Thanks for the clarification! As far as the asking price rationale, I understand why sellers are stuck in a time warp with only one price in mind (the “won’t lose my shirt” price) but it still rankles me that they would prefer to stay in an unsold house that leaks equity than sell at a small loss earlier rather than a large loss later. I don’t see why buyers would be motivated to buy in that situation – to help someone stay solvent?
I’d just as soon check the prop records and Zillow to find out the last sales price, tax info, etc and make an educated offer to someone who has been in the house long enough to make it worthwhile on both of our parts – rather than buy from a desperate seller who still insists on “his” price.
September 13, 2006 at 3:13 PM #35225waiting hawkParticipantI like Chrispy’s wearing that housing bubble T shirt idea to open houses. I look at it like this, you can’t shake these sellers to wake up from the “I’ll quit work and just buy a house” idea. So lowball is something to pass the time (and get good laughs from).

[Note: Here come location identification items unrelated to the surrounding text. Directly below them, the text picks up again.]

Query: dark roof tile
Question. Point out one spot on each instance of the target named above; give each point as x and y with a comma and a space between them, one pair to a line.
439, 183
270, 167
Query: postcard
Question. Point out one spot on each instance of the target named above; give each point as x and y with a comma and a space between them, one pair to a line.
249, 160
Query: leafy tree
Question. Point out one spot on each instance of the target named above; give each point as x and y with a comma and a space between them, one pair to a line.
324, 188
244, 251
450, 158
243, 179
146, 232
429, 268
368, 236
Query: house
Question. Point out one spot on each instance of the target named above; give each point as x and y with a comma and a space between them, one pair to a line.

September 13, 2006 at 4:28 PM #35235sdrealtorParticipantI have no problem with what NSR propsed and it would be alot more successful than the 5 parallel offer strategy. I’m involved in the process and have a little better perspective of what would actually work. There is nothing wrong with negotiating like a bastard. I’m all for it. I just was trying to point out that the 5 parallel offer strategy would likely not work very well.
September 13, 2006 at 4:58 PM #35241anParticipantThen how about this scenario, negotiate like a bastard on one, find the lowest they will go, then take that price to the next and see if they’ll beat it, if so, take that to the 3rd and see if they’ll beat it. If not, take it back to the first to see if they’ll beat it. If not, then buy house #2, if yes, then rinse and repeat? How’s that for a strategy?

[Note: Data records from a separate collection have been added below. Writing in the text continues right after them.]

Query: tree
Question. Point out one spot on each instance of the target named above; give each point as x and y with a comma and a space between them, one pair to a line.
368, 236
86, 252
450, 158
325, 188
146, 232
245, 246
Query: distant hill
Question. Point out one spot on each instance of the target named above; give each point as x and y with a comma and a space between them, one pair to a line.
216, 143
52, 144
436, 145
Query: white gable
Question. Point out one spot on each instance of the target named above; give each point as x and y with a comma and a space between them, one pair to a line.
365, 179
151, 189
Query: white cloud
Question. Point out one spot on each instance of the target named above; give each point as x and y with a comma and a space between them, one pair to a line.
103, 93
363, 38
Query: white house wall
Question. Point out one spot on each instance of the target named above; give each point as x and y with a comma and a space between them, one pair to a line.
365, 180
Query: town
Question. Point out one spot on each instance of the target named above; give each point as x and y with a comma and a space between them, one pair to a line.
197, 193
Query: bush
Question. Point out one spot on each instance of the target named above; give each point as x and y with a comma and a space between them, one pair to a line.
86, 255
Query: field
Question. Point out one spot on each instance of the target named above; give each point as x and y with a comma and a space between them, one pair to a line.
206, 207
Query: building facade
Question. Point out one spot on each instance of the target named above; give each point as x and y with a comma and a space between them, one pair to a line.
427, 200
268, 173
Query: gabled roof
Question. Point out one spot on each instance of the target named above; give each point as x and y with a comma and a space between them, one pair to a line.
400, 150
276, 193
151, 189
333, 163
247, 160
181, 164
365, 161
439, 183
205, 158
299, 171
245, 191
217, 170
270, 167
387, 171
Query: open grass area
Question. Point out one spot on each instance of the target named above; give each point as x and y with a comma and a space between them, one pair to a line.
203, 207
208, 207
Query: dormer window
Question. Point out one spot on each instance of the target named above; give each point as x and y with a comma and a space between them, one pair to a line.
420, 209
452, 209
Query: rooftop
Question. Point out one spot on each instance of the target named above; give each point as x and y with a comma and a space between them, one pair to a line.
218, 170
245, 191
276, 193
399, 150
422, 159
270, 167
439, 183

BTW, you don’t have to let the seller know you’re negotiating w/ other at the same time. I still don’t see why having multiple negotiation at one time not work?September 13, 2006 at 5:04 PM #35242waiting hawkParticipantA while back I was thinking about a MLS for buyers to post for area, sqft, year built, and how much they would pay. Then with buyers ready sellers would post their homes to them and the buyer would choose the best for them. Silly idea but you never know. I would post on this for a small fee. Start it free with advertizers and then charge buyers a fee.